This phase II trial investigated the safety and efficacy of retreatment with rituximab(Drug information on rituximab) (Rituxan) in patients with low-grade or follicular non-Hodgkins lymphoma who relapsed following a response to rituximab therapy. A total of 60 patients received 375 mg/m² of rituximab every week × 4 doses (intravenous [IV] infusion). Of the 60 patients, 5% had lymphomas classified as International Working Formulation (IWF) A; 45%, IWF B; 47%, IWF C; and 3%, IWF D. All patients had received at least two prior therapies and at least one prior course of rituximab.
Most adverse experiences were transient and grade 1 or 2. Significant myelosuppression was not observed; hematologic toxicity was generally mild and reversible. All patients remained CD20 positive, and none developed human antichimeric antibody (HACA). The type, frequency, and severity of adverse events were not apparently different from those reported in other rituximab studies.

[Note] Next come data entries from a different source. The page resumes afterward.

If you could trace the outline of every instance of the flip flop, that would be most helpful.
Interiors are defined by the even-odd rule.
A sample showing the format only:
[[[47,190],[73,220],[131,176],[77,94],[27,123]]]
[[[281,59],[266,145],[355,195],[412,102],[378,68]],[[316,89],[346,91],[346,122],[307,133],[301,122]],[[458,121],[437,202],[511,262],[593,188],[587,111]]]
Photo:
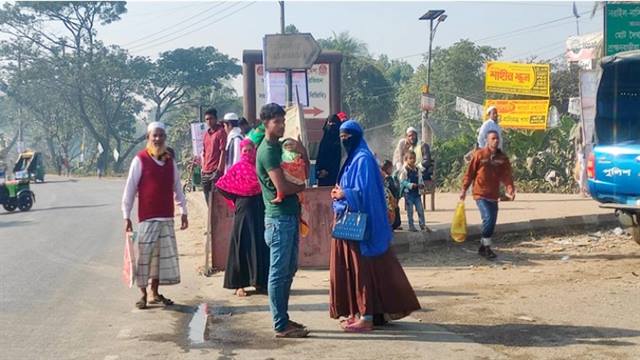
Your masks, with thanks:
[[[357,323],[354,323],[351,325],[346,325],[342,329],[344,330],[344,332],[365,333],[365,332],[373,331],[373,326],[361,326],[361,325],[358,325]]]
[[[159,304],[162,303],[164,306],[173,305],[173,300],[164,297],[164,295],[158,294],[158,296],[154,297],[153,300],[149,301],[149,304]]]
[[[304,326],[304,325],[302,325],[300,323],[297,323],[297,322],[295,322],[293,320],[289,320],[289,325],[291,325],[291,326],[293,326],[294,328],[297,328],[297,329],[306,329],[307,328],[306,326]]]
[[[300,329],[289,325],[289,328],[285,331],[276,332],[276,338],[305,338],[309,336],[309,330]]]
[[[349,326],[355,324],[358,321],[355,317],[348,317],[346,319],[340,320],[340,327],[344,329],[345,326]]]
[[[138,300],[138,302],[136,302],[136,308],[138,308],[139,310],[146,309],[147,308],[147,299],[140,298],[140,300]]]

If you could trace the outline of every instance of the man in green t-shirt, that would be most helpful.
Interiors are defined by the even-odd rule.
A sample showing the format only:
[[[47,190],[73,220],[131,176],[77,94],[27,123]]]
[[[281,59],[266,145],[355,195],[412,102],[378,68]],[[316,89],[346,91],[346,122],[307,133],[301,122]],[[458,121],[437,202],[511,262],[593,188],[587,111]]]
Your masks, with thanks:
[[[280,167],[282,145],[279,140],[284,135],[284,115],[284,109],[275,103],[266,104],[260,110],[265,137],[258,147],[256,169],[265,205],[264,238],[271,253],[269,305],[276,337],[306,337],[309,331],[289,320],[287,313],[291,283],[298,268],[300,203],[296,194],[304,191],[305,186],[287,181]],[[309,157],[299,141],[296,150],[302,154],[308,170]],[[284,200],[275,200],[276,193],[284,194]]]

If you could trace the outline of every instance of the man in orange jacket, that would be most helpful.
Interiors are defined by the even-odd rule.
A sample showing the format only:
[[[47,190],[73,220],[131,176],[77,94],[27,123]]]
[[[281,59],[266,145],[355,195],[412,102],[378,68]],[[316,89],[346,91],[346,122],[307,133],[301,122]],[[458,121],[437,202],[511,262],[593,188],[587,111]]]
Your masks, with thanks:
[[[467,189],[473,183],[473,199],[482,217],[482,239],[478,253],[487,259],[496,258],[496,254],[491,250],[491,237],[498,220],[500,183],[507,187],[507,197],[510,200],[514,200],[516,196],[511,163],[499,146],[498,132],[493,130],[487,132],[487,146],[473,153],[460,194],[460,200],[464,201]]]

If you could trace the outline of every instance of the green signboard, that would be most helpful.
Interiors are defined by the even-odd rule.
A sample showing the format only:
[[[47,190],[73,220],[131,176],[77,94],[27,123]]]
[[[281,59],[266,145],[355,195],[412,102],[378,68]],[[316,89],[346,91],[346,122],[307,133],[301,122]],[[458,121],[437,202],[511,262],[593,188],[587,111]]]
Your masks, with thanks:
[[[604,34],[605,55],[640,49],[640,2],[607,2]]]

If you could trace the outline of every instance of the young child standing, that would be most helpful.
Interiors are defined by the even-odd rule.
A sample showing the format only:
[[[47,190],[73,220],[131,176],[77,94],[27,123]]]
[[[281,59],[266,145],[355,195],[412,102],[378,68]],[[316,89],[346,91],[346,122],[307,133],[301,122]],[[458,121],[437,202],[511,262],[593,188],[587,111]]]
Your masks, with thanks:
[[[384,177],[384,187],[386,192],[392,197],[387,202],[390,203],[391,208],[389,212],[393,212],[390,216],[391,228],[393,230],[401,230],[400,227],[400,207],[398,207],[398,201],[400,200],[400,184],[398,179],[393,175],[393,163],[389,160],[385,160],[382,163],[382,176]]]
[[[400,186],[402,188],[401,193],[404,196],[404,202],[407,209],[409,231],[418,231],[413,222],[414,208],[418,213],[420,230],[428,231],[429,229],[427,228],[424,220],[424,207],[422,206],[422,199],[420,197],[420,189],[424,188],[424,184],[420,181],[422,178],[420,176],[420,170],[416,166],[416,153],[412,150],[407,151],[404,155],[404,166],[400,169],[398,178],[400,180]]]
[[[304,185],[309,177],[308,169],[302,154],[297,150],[297,142],[293,139],[285,139],[282,142],[282,162],[280,163],[285,179],[296,185]],[[281,189],[276,185],[276,198],[271,202],[274,204],[281,203],[285,198]],[[298,193],[298,201],[303,207],[303,194]],[[308,211],[300,214],[300,235],[306,237],[309,234]]]

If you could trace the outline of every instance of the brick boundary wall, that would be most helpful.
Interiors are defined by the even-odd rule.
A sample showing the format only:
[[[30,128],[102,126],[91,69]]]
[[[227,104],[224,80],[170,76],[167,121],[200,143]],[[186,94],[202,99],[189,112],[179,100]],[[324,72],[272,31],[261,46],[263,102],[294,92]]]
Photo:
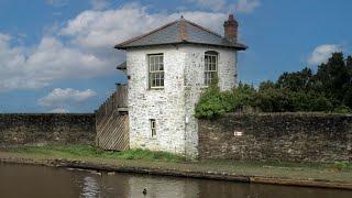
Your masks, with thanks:
[[[229,113],[199,120],[199,157],[286,162],[352,161],[352,116]]]
[[[42,144],[95,144],[94,113],[0,114],[0,147]]]

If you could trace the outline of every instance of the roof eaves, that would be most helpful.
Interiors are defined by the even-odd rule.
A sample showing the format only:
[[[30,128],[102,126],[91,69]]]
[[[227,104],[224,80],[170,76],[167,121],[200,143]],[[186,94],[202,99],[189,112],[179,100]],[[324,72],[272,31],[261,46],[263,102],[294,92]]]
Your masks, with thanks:
[[[206,29],[206,28],[204,28],[204,26],[201,26],[201,25],[198,25],[198,24],[196,24],[196,23],[194,23],[194,22],[191,22],[191,21],[187,21],[187,20],[185,20],[187,23],[189,23],[190,25],[194,25],[194,26],[196,26],[196,28],[198,28],[198,29],[200,29],[200,30],[202,30],[202,31],[206,31],[206,32],[208,32],[208,33],[210,33],[210,34],[213,34],[213,35],[216,35],[216,36],[219,36],[219,37],[222,37],[220,34],[218,34],[218,33],[216,33],[216,32],[213,32],[213,31],[211,31],[211,30],[209,30],[209,29]]]
[[[179,29],[180,41],[187,41],[188,40],[188,35],[187,35],[187,31],[186,31],[186,22],[185,22],[185,20],[180,20],[178,22],[178,29]]]
[[[167,26],[170,26],[170,25],[173,25],[173,24],[175,24],[175,23],[177,23],[177,21],[167,23],[167,24],[165,24],[165,25],[163,25],[163,26],[161,26],[161,28],[158,28],[158,29],[155,29],[155,30],[153,30],[153,31],[151,31],[151,32],[148,32],[148,33],[146,33],[146,34],[142,34],[142,35],[140,35],[140,36],[136,36],[136,37],[133,37],[133,38],[128,40],[128,41],[125,41],[125,42],[122,42],[122,43],[120,43],[120,44],[117,44],[117,45],[114,46],[114,48],[124,50],[124,48],[125,48],[124,45],[131,44],[131,43],[133,43],[133,42],[135,42],[135,41],[138,41],[138,40],[141,40],[141,38],[143,38],[143,37],[145,37],[145,36],[148,36],[148,35],[151,35],[151,34],[153,34],[153,33],[155,33],[155,32],[158,32],[158,31],[161,31],[161,30],[163,30],[163,29],[166,29]]]

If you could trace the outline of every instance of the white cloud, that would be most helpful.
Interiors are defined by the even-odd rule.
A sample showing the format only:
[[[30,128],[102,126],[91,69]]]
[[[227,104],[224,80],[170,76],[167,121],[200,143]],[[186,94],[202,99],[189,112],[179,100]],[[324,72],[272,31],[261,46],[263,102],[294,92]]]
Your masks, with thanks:
[[[215,11],[223,10],[227,7],[226,0],[187,0],[199,8],[211,9]]]
[[[110,0],[90,0],[94,10],[103,10],[109,7]]]
[[[67,109],[62,109],[62,108],[53,109],[50,112],[51,113],[69,113]]]
[[[237,11],[243,13],[253,12],[257,7],[261,6],[260,0],[238,0]]]
[[[218,33],[227,19],[222,12],[183,14]],[[51,32],[34,46],[13,45],[10,35],[0,33],[0,92],[110,75],[124,61],[124,53],[113,48],[116,44],[179,16],[179,13],[150,13],[140,4],[128,4],[113,10],[84,11],[63,28],[57,26],[54,32],[58,34]]]
[[[56,37],[43,37],[33,48],[12,47],[10,42],[10,36],[0,34],[0,91],[37,89],[65,78],[89,78],[107,74],[113,64],[65,46]]]
[[[198,8],[213,10],[250,13],[261,6],[260,0],[238,0],[237,2],[229,3],[227,0],[187,0],[189,3],[196,4]]]
[[[45,2],[53,7],[64,7],[69,0],[45,0]]]
[[[38,105],[43,107],[67,107],[77,106],[95,97],[97,92],[87,89],[85,91],[75,90],[72,88],[61,89],[56,88],[47,96],[38,100]]]
[[[310,65],[320,65],[326,63],[332,53],[340,52],[341,47],[334,44],[324,44],[317,46],[308,58]]]

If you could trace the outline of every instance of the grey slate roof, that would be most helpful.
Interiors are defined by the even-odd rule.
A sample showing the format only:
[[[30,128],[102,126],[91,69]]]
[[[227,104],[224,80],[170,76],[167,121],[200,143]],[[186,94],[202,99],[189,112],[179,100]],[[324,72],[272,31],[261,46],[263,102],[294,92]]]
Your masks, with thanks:
[[[117,66],[117,69],[120,69],[120,70],[125,70],[128,68],[128,63],[127,62],[123,62],[121,63],[120,65]]]
[[[114,47],[127,50],[142,46],[187,43],[230,47],[239,51],[244,51],[248,47],[241,43],[232,43],[223,36],[183,18],[150,33],[120,43]]]

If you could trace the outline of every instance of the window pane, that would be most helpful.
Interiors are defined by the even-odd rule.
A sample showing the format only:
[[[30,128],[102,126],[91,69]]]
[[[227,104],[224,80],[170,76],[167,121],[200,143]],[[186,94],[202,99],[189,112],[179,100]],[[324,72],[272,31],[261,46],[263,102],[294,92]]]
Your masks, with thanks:
[[[164,86],[164,57],[163,55],[148,55],[150,62],[150,86]]]

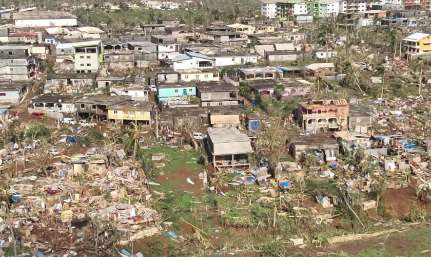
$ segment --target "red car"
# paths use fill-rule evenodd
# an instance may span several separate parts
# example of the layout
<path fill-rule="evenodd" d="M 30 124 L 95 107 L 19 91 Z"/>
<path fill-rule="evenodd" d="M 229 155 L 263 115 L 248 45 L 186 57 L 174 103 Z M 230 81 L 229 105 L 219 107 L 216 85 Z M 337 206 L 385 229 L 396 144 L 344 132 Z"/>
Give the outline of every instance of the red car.
<path fill-rule="evenodd" d="M 40 120 L 44 117 L 44 113 L 32 113 L 30 115 L 30 117 L 32 118 L 33 119 L 37 119 L 38 120 Z"/>

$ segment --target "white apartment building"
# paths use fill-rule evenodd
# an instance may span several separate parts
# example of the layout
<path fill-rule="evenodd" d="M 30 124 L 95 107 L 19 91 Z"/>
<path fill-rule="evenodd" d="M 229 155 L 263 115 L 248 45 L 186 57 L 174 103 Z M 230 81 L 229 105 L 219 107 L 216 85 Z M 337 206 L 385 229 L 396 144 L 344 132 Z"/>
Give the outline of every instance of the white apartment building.
<path fill-rule="evenodd" d="M 321 17 L 323 18 L 336 17 L 339 13 L 345 13 L 347 10 L 347 1 L 322 0 L 320 2 Z"/>
<path fill-rule="evenodd" d="M 75 43 L 75 71 L 97 72 L 102 62 L 101 41 Z"/>
<path fill-rule="evenodd" d="M 277 15 L 277 5 L 271 0 L 261 1 L 262 16 L 268 19 L 275 19 Z"/>

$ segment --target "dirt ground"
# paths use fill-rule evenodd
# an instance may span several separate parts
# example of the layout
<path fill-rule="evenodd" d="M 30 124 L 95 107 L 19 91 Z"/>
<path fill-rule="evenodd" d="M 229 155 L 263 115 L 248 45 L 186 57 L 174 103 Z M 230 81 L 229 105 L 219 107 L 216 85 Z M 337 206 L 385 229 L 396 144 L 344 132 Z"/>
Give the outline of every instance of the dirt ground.
<path fill-rule="evenodd" d="M 388 189 L 382 198 L 386 212 L 393 217 L 401 217 L 408 214 L 414 207 L 423 205 L 419 201 L 412 188 L 398 189 Z"/>

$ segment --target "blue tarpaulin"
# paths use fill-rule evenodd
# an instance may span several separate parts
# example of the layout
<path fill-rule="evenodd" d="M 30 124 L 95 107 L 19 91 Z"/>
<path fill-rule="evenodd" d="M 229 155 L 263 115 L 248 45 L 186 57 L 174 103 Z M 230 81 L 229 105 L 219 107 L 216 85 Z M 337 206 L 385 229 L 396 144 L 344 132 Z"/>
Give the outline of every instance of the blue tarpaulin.
<path fill-rule="evenodd" d="M 171 236 L 171 237 L 172 238 L 173 238 L 173 239 L 177 239 L 177 238 L 178 238 L 178 235 L 177 235 L 177 234 L 175 234 L 175 233 L 174 233 L 174 232 L 172 232 L 172 231 L 169 231 L 169 232 L 168 232 L 168 235 L 170 235 L 170 236 Z"/>

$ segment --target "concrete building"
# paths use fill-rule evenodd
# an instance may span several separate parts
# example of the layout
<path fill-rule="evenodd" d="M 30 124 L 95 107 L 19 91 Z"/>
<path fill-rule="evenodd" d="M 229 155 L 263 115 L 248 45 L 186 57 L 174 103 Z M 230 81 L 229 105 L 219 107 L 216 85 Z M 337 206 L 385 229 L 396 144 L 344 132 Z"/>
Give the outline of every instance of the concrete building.
<path fill-rule="evenodd" d="M 219 81 L 220 74 L 215 69 L 177 70 L 178 81 L 181 82 Z"/>
<path fill-rule="evenodd" d="M 345 99 L 298 103 L 298 123 L 305 131 L 344 130 L 348 113 Z"/>
<path fill-rule="evenodd" d="M 44 91 L 58 93 L 65 90 L 68 93 L 78 94 L 81 88 L 94 83 L 96 73 L 59 73 L 46 75 Z"/>
<path fill-rule="evenodd" d="M 36 65 L 31 48 L 30 45 L 0 45 L 0 79 L 17 81 L 32 77 Z"/>
<path fill-rule="evenodd" d="M 243 65 L 258 63 L 257 53 L 226 52 L 208 56 L 214 59 L 215 67 Z"/>
<path fill-rule="evenodd" d="M 86 97 L 76 100 L 76 115 L 79 120 L 103 121 L 108 119 L 109 107 L 131 100 L 129 96 L 106 96 L 99 95 Z"/>
<path fill-rule="evenodd" d="M 157 95 L 159 100 L 165 106 L 198 105 L 197 101 L 195 103 L 192 102 L 193 98 L 196 97 L 196 85 L 194 83 L 158 83 Z"/>
<path fill-rule="evenodd" d="M 149 127 L 154 104 L 149 102 L 126 101 L 108 107 L 109 121 L 120 121 L 124 124 L 133 122 Z"/>
<path fill-rule="evenodd" d="M 240 89 L 231 84 L 219 82 L 203 82 L 197 83 L 196 87 L 201 106 L 238 105 Z"/>
<path fill-rule="evenodd" d="M 316 165 L 322 165 L 325 162 L 337 165 L 339 144 L 334 137 L 308 135 L 297 136 L 296 138 L 295 142 L 289 146 L 289 152 L 297 161 L 312 156 L 315 160 L 314 164 Z"/>
<path fill-rule="evenodd" d="M 201 32 L 200 38 L 202 39 L 213 41 L 217 43 L 225 43 L 228 45 L 245 45 L 248 40 L 247 34 L 242 32 L 228 31 L 203 31 Z"/>
<path fill-rule="evenodd" d="M 234 127 L 208 128 L 208 153 L 214 168 L 250 168 L 251 140 Z"/>
<path fill-rule="evenodd" d="M 241 79 L 246 81 L 283 77 L 283 71 L 276 67 L 241 67 L 238 70 Z"/>
<path fill-rule="evenodd" d="M 165 32 L 164 24 L 141 24 L 142 31 L 146 34 L 160 34 Z"/>
<path fill-rule="evenodd" d="M 314 77 L 331 76 L 335 75 L 335 66 L 332 63 L 313 63 L 306 66 L 304 72 Z"/>
<path fill-rule="evenodd" d="M 14 12 L 12 19 L 15 25 L 21 27 L 74 27 L 77 18 L 67 12 L 33 11 Z"/>
<path fill-rule="evenodd" d="M 28 81 L 0 82 L 0 103 L 18 103 L 31 86 L 31 83 Z"/>
<path fill-rule="evenodd" d="M 151 42 L 157 45 L 158 58 L 165 59 L 168 54 L 180 52 L 178 38 L 170 35 L 155 35 L 151 36 Z"/>
<path fill-rule="evenodd" d="M 188 69 L 212 69 L 214 59 L 201 53 L 186 52 L 172 59 L 172 68 L 174 70 Z"/>
<path fill-rule="evenodd" d="M 261 14 L 267 19 L 275 19 L 277 14 L 277 5 L 275 1 L 261 1 Z"/>
<path fill-rule="evenodd" d="M 431 53 L 431 34 L 417 32 L 403 40 L 405 58 Z"/>
<path fill-rule="evenodd" d="M 75 49 L 75 71 L 97 72 L 103 60 L 101 41 L 73 43 Z"/>
<path fill-rule="evenodd" d="M 336 17 L 346 11 L 346 0 L 320 0 L 310 4 L 310 13 L 318 18 Z"/>
<path fill-rule="evenodd" d="M 76 112 L 75 101 L 81 95 L 45 94 L 32 100 L 33 109 L 47 112 L 74 114 Z"/>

The overall response rate (ORR) in 57 evaluable patients was 40%. Medians for time to progression (TTP) in responders and duration of response (DR) have not been reached; Kaplan-Meier estimates are 16.7+ months (range, 3.7+ to 25.1 months) and 15.0+ months (range, 5.4 to 26.6 months), respectively, and are longer than the medians achieved in these patients prior course of rituximab (TTP and DR of 12.4 and 9.8 months, respectively). Responses are ongoing in 6 of 23 responders.
CONCLUSION: This study shows that patients can be treated safely and effectively with multiple courses of rituximab without induction of human antichimeric antibody (HACA) and without the myelosuppression common after multiple courses of chemotherapy. In this retreated population, safety and efficacy were not apparently different than are seen following initial rituximab exposure.